Akamiko spent a week recovering her strength. She embedded her purple sword in her leg, using its energy to give her the strength to walk again. The senior wanted to give her a horse to ride back to the capital, but Akamiko insisted she would walk.
It rained the morning of her departure. She visited Kitamura’s house, but there was no sign of the ghost hunter. She bid the villagers farewell and set off down the road leading north. She was not surprised when Kitamura tried to ambush her.
“You killed my son,” Kitamura screamed, and attacked with a plain, gray sword.
Akamiko again disarmed her. She used her blue sword to turn the raindrops to rope and tied up Kitamura. “Spend a year mourning your son. Then come to the capital. I will train you as a swordwriter.”
“I’m going to kill you,” Kitamura screamed.
“Your thoughts should be with Toshi,” Akamiko insisted. “Then come to the capital.”

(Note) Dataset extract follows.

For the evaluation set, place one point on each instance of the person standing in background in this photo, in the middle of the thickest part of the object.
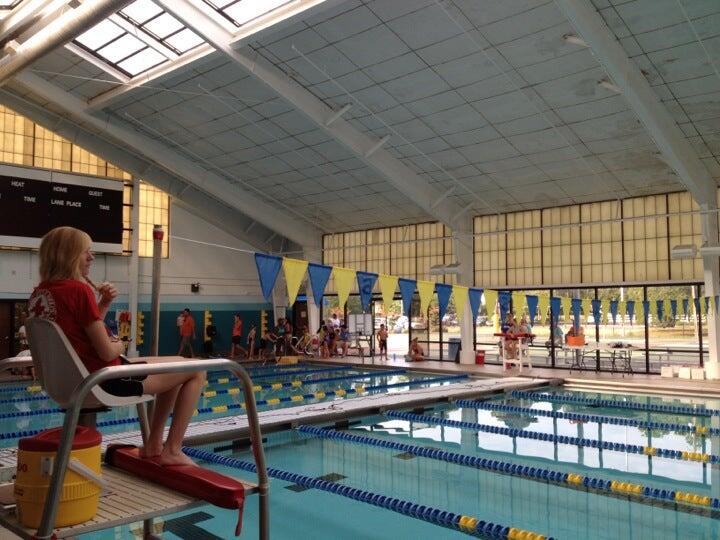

When Akamiko had thought all was lost, the Lady of All Colors had given her a new life. Akamiko would never have the lady’s gifts, but she had to at least try.
She had asked the senior’s grandson to follow behind her till she reached the edge of the village. She watched over Kitamura until he arrived. “Do not untie her until noon,” she instructed.
Kitamura struggled against the blue rope.
“Your boy was very brave,” Akamiko said. “I owe him my life. Come to the capital and I will try and repay that debt.” She thanked the senior’s grandson and set off down the road.
It had stopped raining by the time she reached the point where the road led away from the river. She had hoped to see a rainbow, but the sky was gray and overcast. So instead she pictured the brightest rainbow she had ever seen and continued on her journey.